What happens if you skip it: users click the submit button 3 more times, creating 3 parallel agent runs, and you have a debugging nightmare.
18. Errors that make sense to users
anthropic.APIStatusError: 529 Overloaded means nothing to a user. Map it to something useful:
FRIENDLY_ERRORS = {
"529": "We're experiencing high demand right now. Please try again in a moment.",
"timeout": "That request took too long. Try breaking it into a smaller question.",
"iteration_limit": "I couldn't complete that in one go. Try a more specific request.",
}
19. Clear escalation path
Users need to know when they've hit the limits of the agent and what to do next. "Contact support at support@yourco.com" is fine. Silence is not.
Every agent response that ends in failure or uncertainty should offer a next step.
20. Document what the agent can and can't do
Put it somewhere users will actually see it — the first message, a sidebar, an onboarding modal. Be specific about the scope.
"I can help with order status, returns, and product questions. For billing disputes and account security, contact our support team directly."

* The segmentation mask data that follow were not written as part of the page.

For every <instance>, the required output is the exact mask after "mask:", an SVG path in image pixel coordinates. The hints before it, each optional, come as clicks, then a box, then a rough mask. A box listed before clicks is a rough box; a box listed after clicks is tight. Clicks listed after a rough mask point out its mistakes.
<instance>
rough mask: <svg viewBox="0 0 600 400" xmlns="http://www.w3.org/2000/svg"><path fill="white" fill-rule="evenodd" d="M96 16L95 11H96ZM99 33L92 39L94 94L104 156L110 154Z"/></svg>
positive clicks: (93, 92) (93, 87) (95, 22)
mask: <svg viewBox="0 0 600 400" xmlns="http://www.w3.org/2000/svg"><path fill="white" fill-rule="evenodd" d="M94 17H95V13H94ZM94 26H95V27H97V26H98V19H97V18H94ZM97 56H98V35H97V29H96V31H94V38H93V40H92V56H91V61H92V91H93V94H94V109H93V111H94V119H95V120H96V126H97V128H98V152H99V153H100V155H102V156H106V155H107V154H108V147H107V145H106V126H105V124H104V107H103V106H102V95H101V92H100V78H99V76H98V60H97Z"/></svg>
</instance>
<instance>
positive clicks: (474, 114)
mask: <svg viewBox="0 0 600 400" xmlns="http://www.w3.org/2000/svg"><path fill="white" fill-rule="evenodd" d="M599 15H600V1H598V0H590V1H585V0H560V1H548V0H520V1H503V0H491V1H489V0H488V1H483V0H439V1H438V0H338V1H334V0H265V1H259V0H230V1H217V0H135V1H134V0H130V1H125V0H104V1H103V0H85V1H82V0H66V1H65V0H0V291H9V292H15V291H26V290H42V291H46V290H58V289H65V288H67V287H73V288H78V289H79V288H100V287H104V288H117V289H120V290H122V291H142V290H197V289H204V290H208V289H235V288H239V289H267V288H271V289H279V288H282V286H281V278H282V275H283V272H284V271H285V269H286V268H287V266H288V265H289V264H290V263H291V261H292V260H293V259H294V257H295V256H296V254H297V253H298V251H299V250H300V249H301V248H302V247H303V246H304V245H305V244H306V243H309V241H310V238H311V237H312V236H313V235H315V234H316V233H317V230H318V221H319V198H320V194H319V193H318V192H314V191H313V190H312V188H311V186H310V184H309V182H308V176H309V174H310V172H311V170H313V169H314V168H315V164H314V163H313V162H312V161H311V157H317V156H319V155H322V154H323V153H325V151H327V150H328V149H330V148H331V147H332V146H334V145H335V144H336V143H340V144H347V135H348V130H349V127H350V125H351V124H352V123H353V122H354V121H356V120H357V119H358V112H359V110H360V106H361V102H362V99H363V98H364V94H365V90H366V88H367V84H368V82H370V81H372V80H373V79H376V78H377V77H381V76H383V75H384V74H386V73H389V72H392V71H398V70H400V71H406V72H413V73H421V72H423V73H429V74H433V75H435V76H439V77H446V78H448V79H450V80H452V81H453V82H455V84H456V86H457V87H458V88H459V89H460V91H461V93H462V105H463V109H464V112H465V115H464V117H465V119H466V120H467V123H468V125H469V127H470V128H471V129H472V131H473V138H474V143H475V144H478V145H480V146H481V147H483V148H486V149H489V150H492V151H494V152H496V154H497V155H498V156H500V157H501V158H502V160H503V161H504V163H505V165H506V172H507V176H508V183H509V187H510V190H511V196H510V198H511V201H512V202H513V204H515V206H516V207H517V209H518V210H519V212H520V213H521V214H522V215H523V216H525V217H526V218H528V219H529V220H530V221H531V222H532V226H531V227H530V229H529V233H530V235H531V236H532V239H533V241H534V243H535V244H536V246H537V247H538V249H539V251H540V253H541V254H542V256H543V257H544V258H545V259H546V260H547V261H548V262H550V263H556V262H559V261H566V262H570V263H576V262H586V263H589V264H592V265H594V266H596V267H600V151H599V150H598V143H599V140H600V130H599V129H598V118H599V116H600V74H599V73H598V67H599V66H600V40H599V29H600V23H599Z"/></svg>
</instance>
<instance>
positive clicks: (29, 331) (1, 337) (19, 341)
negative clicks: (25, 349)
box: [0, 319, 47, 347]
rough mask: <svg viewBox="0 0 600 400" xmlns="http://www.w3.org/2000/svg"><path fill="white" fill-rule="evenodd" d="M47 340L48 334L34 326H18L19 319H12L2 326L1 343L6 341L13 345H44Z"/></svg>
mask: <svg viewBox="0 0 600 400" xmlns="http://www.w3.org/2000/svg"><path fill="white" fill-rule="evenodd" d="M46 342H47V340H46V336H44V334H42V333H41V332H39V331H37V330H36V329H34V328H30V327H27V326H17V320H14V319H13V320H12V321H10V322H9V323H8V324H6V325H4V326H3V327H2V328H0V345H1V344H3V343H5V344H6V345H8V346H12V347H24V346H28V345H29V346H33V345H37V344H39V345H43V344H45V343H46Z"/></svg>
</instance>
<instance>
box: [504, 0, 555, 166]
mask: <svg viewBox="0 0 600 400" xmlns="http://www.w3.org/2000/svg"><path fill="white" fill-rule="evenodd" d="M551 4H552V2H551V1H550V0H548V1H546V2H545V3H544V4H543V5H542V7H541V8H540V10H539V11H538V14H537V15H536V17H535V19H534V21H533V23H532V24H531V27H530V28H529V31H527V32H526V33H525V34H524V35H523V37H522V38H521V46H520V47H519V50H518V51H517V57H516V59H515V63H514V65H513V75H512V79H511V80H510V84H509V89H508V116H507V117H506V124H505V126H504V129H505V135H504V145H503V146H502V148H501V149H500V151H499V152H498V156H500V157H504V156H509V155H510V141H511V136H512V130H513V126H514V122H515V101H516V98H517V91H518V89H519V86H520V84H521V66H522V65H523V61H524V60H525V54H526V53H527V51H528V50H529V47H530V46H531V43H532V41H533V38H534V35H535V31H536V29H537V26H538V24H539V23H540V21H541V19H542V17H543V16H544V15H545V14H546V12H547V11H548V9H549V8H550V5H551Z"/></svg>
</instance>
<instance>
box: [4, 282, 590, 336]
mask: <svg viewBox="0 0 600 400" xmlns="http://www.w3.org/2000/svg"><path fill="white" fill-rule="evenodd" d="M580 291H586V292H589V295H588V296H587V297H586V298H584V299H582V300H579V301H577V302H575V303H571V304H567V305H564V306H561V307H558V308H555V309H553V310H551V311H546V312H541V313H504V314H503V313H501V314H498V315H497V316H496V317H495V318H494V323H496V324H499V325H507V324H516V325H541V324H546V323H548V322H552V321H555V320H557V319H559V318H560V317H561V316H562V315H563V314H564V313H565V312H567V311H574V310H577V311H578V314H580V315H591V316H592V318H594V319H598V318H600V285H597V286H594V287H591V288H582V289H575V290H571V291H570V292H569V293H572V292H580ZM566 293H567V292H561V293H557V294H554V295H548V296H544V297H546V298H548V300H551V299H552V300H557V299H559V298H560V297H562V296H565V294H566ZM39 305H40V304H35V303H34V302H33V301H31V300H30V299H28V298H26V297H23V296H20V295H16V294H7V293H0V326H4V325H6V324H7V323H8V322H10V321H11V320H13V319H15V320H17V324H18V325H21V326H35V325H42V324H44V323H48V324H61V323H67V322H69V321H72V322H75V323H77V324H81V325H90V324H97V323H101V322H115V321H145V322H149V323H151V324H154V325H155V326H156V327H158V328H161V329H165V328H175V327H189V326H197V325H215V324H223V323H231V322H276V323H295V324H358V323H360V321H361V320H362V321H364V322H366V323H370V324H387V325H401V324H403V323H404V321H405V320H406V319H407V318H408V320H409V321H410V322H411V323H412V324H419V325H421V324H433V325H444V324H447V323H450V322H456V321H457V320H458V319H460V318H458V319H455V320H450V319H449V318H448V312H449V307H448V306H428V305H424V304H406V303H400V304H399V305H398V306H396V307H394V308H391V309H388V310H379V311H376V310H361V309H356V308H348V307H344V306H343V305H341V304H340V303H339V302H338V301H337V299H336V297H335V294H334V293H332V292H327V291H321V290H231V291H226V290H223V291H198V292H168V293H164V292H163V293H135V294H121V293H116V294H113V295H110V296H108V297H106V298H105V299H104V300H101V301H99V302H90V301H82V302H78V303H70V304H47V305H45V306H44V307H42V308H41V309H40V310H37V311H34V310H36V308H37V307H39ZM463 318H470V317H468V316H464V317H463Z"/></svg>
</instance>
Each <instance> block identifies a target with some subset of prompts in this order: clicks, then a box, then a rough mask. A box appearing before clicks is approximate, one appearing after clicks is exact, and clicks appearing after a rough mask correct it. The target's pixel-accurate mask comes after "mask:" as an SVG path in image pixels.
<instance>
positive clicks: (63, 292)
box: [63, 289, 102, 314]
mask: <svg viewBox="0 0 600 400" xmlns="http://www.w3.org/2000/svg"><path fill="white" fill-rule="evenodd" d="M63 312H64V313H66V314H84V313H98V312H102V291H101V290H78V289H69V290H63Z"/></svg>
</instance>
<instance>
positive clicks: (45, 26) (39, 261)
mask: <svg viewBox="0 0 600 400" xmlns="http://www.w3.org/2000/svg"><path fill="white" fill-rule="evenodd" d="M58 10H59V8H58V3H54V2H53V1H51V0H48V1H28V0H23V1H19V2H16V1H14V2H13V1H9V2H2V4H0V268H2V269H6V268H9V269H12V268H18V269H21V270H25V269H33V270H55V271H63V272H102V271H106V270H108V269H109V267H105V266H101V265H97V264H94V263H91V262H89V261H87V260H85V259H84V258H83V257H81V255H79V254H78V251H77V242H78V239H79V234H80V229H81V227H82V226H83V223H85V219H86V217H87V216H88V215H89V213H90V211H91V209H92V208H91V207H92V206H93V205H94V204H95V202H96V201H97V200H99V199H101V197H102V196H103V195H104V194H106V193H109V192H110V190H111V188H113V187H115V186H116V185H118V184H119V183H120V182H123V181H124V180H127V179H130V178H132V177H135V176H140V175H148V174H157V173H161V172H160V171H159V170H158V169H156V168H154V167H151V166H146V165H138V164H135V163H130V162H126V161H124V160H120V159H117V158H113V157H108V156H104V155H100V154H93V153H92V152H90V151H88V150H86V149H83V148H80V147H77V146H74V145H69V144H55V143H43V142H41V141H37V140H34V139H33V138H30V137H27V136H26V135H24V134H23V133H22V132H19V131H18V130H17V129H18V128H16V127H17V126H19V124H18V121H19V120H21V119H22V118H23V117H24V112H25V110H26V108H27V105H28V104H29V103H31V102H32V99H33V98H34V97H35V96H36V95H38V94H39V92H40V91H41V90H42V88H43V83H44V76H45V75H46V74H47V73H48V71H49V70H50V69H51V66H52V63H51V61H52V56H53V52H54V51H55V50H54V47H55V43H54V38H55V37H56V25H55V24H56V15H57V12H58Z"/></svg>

What happens if you skip it: users ask the agent to do things it can't do, get frustrated when it fails, and blame the product instead of the scope mismatch.
The full list is also in the agent evaluation post as part of a broader framework for measuring agent quality. If you want a script that auto-checks some of these programmatically — logging config, environment variable presence, context window size — that makes a good addition to your CI pipeline.
Ship with all 20 checked. You'll thank yourself when the first 2am alert fires and it's not actually a disaster.